Valeria tirò su con il naso. Gli occhi trattenevano a stento le lacrime. “Mio marito non è tornato quattro sere fa… ho chiesto a Marcello della Valle, ho sentito il sacer…”
“Carne, ma non subito” Castore sembrava leggere un elenco e non parlare con un altro essere umano. “Una pappa di miglio. Molta acqua.”
“Carne, non pensi ad altro” lo rimbeccò Polluce. “Verdure cotte, molto meglio.”
Castore si voltò verso una serie di scaffali. “Valeria hai due stanze nel vicolo del Gallo Rosso, tornaci in fretta” si umettò con la lingua la punta dell’indice sinistro. “Passerà una donna grassa tra due ore. Avrai verdura, olio, miglio, legna, tre pani. Raccontale chi passa sul pontile sopra di te e delle facce che vedi più spesso.”
“C’è un uomo che viene ogni due giorni e incontra una fantesca magra, prima scende da una carrozza e sarebbe utile sapere chi l’aspetta dentro la vettura” Polluce era dall’altra parte della stanza e trasse da una sacca squadrata di vimini un’ampolla piena di liquido verdastro. “Un cucchiaio di questo al giorno. Niente carne prima di tre giorni. Prendi l’acqua dal pozzo vicino ai verdurai, sono centosette passi in più per te ma è migliore rispetto alla fontana in fondo alla tua strada.
“Non capisco…” balbettò la donna, sfinita dopo giorni di fame. Attendeva il ritorno del marito dopo un lungo digiuno. La sua assenza le aveva fatte sprofondare nella fame. Alesia non era la loro città, nessuno le aiutava. Aveva usato le ultime risorse per nutrire la piccola Vegelia.
“La fontana è troppo vicino all’orinatoio e la usano per pulire le sozzure durante i giorni di mercato. Usi troppo quell’acqua.”
I due gemelli non badarono alla sua confusione. “La carne la porterà il Vecchio Gioacchino, non il figlio che ha lo stesso nome. Pollame. Il brodo aiuterà Vegelia. Avrai solo tre parti di carne alla settimana. Usala bene.”
Parole di ringraziamento stavano per sgorgare dalla bocca della giovane madre, le lacrime le stavano già rigando il viso. Non potè dire una sola parola. Castore la zittì con un gesto.

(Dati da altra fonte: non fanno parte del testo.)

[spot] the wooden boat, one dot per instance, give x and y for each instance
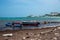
(30, 23)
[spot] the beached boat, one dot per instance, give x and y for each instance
(30, 23)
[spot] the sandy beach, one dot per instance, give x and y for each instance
(49, 33)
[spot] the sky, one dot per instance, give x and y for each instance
(23, 8)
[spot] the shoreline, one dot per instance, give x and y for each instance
(49, 33)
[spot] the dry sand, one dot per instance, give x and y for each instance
(52, 33)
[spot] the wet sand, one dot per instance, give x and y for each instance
(49, 33)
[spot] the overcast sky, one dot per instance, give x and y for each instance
(21, 8)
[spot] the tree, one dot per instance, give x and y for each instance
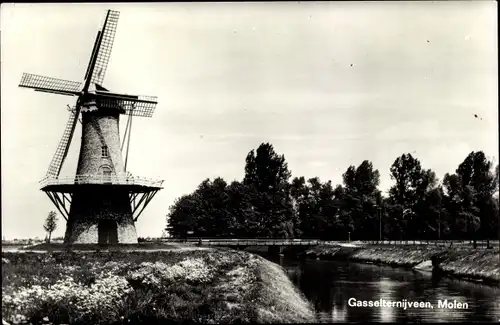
(414, 201)
(360, 201)
(267, 175)
(50, 224)
(471, 199)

Polluce le restituì Vegelia tra le braccia. Avrebbe fatto di tutto per loro. Ascoltato, visto e riferito di tutto, sempre.
Dopo che la ragazza fu uscita Polluce passò davanti alla porta andando a spostare un pesante vaso da cui provenivano sentori pungenti.
“Giovane con spalle robuste, quarto in fila, rigonfiamento del pugnale nello stivale destro” disse al fratello ruotando la testa verso un punto indistinto del soffitto. “Ottone di Castro, ventidue anni. Si copre l’arma secondaria con una mantelletta inutile. Una sorella artigiana sopra Altoborgo e un fratellastro ormai vecchio che si spacca la schiena al porto. Ottimi riflessi. Leggermente sbilanciato negli scarti laterali. Cercherà di aprirti la gola da sinistra a destra, alle spalle.”